Despite the lack of existing evidence upon which to base policy recommendations, research is ongoing. Recent studies look at internal migration, the political economy associated with education in Texas during the oil shale boom, and intergenerational mobility. With continued efforts, such research should lead to actionable policy recommendations that could be put into place during the next wave of natural resource booms.

Acknowledgments

The author thanks anonymous referees and the IZA World of Labor editors for many helpful suggestions on earlier drafts. Previous work of the author contains a larger number of background references for the material presented here and has been used intensively in all major parts of this article.

Competing interests

The IZA World of Labor project is committed to the IZA Code of Conduct. The author declares to have observed the principles outlined in the code.

© Dan A. Black


Resource shocks and fertility and male income

In his classic work on the economics of fertility, Becker (1960) suggests that children are likely “normal goods” (goods that demand more as a consumer's income increases) but the evidence for the claim has been mixed. The authors of a 2013 study delve further into this topic by first examining local differences in fertility behavior in the US (Black et al., 2013). When they compare women living in areas experiencing resource shocks with other similarly educated women living in similarly expensive locations, completed fertility is positively correlated with the husband's income. In an effort to sort out causal effects, the authors analyze the localized impact on fertility of the increase in world energy prices in the mid-1970s, an exogenous shock that substantially increased men's incomes in the Appalachian coal-mining region. Empirical evidence for this population shows that fertility increases with the growth in men's income during the resource boom and declines with the fall in men's income during the bust. Sources: Becker, G. S. “An economic analysis of fertility.” In: Demographic and Economic Change in Developed Countries. New York: Columbia University Press, 1960; Black, D., N. Kolesnikova, S. Sanders, and L. Taylor. “Are children normal?” Review of Economics and Statistics 95:1 (2013): 21–33.
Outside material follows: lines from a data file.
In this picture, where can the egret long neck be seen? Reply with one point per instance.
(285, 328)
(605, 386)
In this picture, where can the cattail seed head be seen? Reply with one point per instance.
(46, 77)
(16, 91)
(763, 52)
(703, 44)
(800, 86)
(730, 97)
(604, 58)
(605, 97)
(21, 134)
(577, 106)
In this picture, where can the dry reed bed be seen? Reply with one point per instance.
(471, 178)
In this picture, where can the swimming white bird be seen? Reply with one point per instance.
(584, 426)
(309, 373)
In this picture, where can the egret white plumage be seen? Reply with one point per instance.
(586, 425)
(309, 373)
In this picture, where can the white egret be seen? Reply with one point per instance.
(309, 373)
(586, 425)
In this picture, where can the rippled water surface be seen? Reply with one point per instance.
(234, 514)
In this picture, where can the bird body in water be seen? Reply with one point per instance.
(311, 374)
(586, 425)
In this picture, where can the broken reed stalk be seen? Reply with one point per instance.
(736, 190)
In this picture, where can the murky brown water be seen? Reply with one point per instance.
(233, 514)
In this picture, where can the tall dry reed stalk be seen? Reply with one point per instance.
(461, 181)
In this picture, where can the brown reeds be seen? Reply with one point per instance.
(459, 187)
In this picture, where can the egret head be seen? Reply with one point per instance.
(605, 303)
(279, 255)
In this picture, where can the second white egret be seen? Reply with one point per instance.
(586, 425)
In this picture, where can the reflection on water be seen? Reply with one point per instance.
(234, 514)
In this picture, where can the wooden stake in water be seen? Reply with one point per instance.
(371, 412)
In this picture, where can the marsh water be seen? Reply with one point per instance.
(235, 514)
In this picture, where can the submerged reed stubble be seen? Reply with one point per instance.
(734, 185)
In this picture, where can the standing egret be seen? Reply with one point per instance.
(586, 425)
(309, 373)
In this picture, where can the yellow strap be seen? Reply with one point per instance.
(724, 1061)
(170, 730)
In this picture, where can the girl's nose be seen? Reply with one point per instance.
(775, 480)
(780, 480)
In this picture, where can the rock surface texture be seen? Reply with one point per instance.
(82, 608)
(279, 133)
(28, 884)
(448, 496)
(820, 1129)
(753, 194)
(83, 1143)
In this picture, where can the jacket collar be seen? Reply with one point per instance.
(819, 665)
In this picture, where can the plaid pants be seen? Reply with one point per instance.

Resource shocks and employment, earnings, and voting

Using county-level data across several decades, a study published in 2013 finds that higher local wages and employment rates (the results of resource shocks) lead to lower voter turnout in elections for governor, senator, US representatives, and state house of representatives races, but have no effect on presidential turnout (Charles and Stephens, 2013). Source: Charles, K., and M. Stephens, Jr. “Employment, wages and voter turnout.” American Economics Journal: Applied Economics 5:4 (2013): 111–143.

Resource shocks and local labor market conditions and local public goods

The authors of a 2013 study use the considerable variation in oil output among Brazilian municipalities to explore the effects of resource windfalls on government behavior (Caselli and Michaels, 2013). Oil-rich municipalities experience increases in revenues and report corresponding increases in spending on public goods and services. Corresponding survey and administrative data indicate public goods provision and household income increase less than expected. Source: Caselli, F., and G. Michaels. “Do oil windfalls improve living standards? Evidence from Brazil.” American Economics Journal: Applied Economics 5:1 (2013): 208–238.